In the early days of telephony, when you picked up the handset, a switchboard operator would connect your call. However, when automated systems took over in the late 1940s, the dial tone was introduced to signal that the phone was properly connected and ready for use.
For many, the dial tone was a simple and useful feature, but it puzzled President Dwight Eisenhower when he first encountered it. Having never used a rotary phone, he was unfamiliar with the sound of the dial tone and had a dial-less phone in the White House connected directly to a switchboard. After his retirement in 1961, he faced a humorous moment involving both the dial tone and a rotary dial, witnessed by a Secret Service agent. According to the Eisenhower National Historic Site, “Upon lifting the receiver and being confronted with a dial tone, the President began to repeatedly press the dial tone button. When that achieved no results, he hung up and began turning the dial as though the phone were a safe. He finally gave up and turned to the agent for assistance.”
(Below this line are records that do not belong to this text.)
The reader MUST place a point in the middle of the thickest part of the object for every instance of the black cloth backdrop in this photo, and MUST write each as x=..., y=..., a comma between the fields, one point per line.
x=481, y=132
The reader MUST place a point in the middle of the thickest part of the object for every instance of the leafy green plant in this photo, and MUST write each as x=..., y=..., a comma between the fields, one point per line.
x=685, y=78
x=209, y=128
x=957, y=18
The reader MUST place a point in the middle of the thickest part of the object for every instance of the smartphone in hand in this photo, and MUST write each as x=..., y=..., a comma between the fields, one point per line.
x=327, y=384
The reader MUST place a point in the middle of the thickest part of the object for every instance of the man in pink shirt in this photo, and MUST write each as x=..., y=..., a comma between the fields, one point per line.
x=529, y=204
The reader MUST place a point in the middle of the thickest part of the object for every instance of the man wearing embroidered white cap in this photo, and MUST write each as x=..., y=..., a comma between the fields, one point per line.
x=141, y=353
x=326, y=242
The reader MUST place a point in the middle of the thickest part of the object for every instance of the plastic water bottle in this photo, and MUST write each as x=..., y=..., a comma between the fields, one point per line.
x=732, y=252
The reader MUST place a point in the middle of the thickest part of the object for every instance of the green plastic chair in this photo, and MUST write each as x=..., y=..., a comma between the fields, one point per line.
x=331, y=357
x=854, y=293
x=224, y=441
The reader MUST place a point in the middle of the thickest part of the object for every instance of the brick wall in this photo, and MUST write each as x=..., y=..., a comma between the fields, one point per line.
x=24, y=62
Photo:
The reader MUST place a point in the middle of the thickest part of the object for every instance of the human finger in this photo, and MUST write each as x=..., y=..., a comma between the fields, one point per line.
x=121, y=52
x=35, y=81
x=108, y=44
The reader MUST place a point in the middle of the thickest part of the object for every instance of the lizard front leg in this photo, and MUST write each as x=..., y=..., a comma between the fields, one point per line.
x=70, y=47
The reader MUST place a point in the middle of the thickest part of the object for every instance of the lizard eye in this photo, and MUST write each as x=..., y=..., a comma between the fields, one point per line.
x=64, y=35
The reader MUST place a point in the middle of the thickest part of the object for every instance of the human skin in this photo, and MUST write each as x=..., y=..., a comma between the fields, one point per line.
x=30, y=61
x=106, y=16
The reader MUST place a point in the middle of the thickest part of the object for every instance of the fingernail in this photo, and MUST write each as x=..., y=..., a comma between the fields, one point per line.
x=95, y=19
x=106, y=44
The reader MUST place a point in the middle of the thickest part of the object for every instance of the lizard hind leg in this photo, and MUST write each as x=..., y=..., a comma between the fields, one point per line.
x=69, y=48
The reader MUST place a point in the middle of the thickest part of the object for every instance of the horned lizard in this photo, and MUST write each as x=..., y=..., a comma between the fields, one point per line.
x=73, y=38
Ike eventually got the hang of the rotary phone, and years later, Bell Laboratories was preparing to propel the world of telephones forward once again, with cellular mobile technology poised to supplement, and for some, replace landlines. Tech expert Dan Goldin was reading *The Idea Factory: Bell Labs and the Great Age of American Innovation* when he encountered the man who would end the era of the dial tone. He quotes the book:
At the same time, Phil Porter, who had worked with Richard Frenkiel on the original system, found a permanent solution to an interesting dilemma: Should a cellular phone have a dial tone? Porter made a bold suggestion: it shouldn’t. A caller would dial the number and then press 'send.' This method would reduce the caller’s rush and shorten the call duration, thus minimizing strain on the network. The fact that this idea—dial, then send—would later play a critical role in the development of texting technology was never considered.
The phone could operate just fine without a dial tone, so why keep it? Porter’s ‘dial-and-send’ idea, known as ‘pre origination dialing,’ along with the decision to leave the dial tone off the mobile network, also conveniently set the stage for the advent of text messaging. Goldin wonders, ‘How many other technologies and businesses built on top of SMS wouldn’t exist without this decision? I’m sure an SMS-like technology would have emerged regardless, but it makes me curious about how past technological choices shape the present.’
For all the benefits its absence brought, some still long for the old dial tone. The company Jitterbug took advantage of this by offering a mobile phone and service—including a dial tone—that appeals to baby boomers and the elderly. [Via Dan Goldin, via Gizmodo]
*I forget where I heard this or who first made the observation, and I wonder how accurate it is. That’s a post I should totally do, right guys?